I assume you are asking how it is possible for a git clone (full repository + checkout) to be smaller than checked-out sources in Subversion. Or did you mean something else?

^{This question is answered in the comments}

Repository size

First you should take into account that along checkout (working version) Subversion stores pristine copy (last version) in those .svn subdirectories. Pristine copy is stored uncompressed in Subversion.

Second, git uses the following techniques to make repository smaller:

• each version of a file is stored only once; this means that if you have only two different versions of some file in 10 revisions (10 commits), git stores only those two versions, not 10.
• objects (and deltas, see below) are stored compressed; text files used in programming compress really well (around 60% of original size, or 40% reduction in size from compression)
• after repacking, objects are stored in deltified form, as a difference from some other version; additionally git tries to order delta chains in such a way that the delta consists mainly of deletions (in the usual case of growing files it is in recency order); IIRC deltas are compressed as well.

Performance (speed of operations)

First, any operation that involves network would be much slower than a local operation. Therefore for example comparing current state of working area with some other version, or getting a log (a history), which in Subversion involves network connection and network transfer, and in Git is a local operation, would of course be much slower in Subversion than in Git. BTW. this is the difference between centralized version control systems (using client-server workflow) and distributed version control systems (using peer-to-peer workflow), not only between Subversion and Git.

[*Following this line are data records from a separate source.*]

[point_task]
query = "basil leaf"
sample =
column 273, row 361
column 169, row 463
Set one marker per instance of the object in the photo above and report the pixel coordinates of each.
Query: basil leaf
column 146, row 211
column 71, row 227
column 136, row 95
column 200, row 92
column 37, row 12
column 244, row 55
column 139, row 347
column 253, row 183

Second, if I understand it correctly, nowadays the limitation is not CPU but IO (disk access). Therefore it is possible that the gain from having to read less data from disk because of compression (and being able to mmap it in memory) overcomes the loss from having to decompress data.

Third, Git was designed with performance in mind (see e.g. GitHistory page on Git Wiki):

• The index stores stat information for files, and Git uses it to decide without examining files if the files were modified or not (see e.g. core.trustctime config variable).
• The maximum delta depth is limited to pack.depth, which defaults to 50. Git has delta cache to speed up access. There is (generated) packfile index for fast access to objects in packfile.
• Git takes care to not touch files it doesn't have to. For example when switching branches, or rewinding to another version, Git updates only files that changed. The consequence of this philosophy is that Git does support only very minimal keyword expansion (at least out of the box).
• Git uses its own version of LibXDiff library, nowadays also for diff and merge, instead of calling external diff / external merge tool.
• Git tries to minimize latency, which means good perceived performance. For example it outputs first page of "git log" as fast as possible, and you see it almost immediately, even if generating full history would take more time; it doesn't wait for full history to be generated before displaying it.
• When fetching new changes, Git checks what objects you have in common with the server, and sends only (compressed) differences in the form of thin packfile. Admittedly Subversion can (or perhaps by default it does) also send only differences when updating.

I am not a Git hacker, and I probably missed some techniques and tricks that Git uses for better performance. Note however that Git heavily uses POSIX (like memory mapped files) for that, so the gain might be not as large on MS Windows.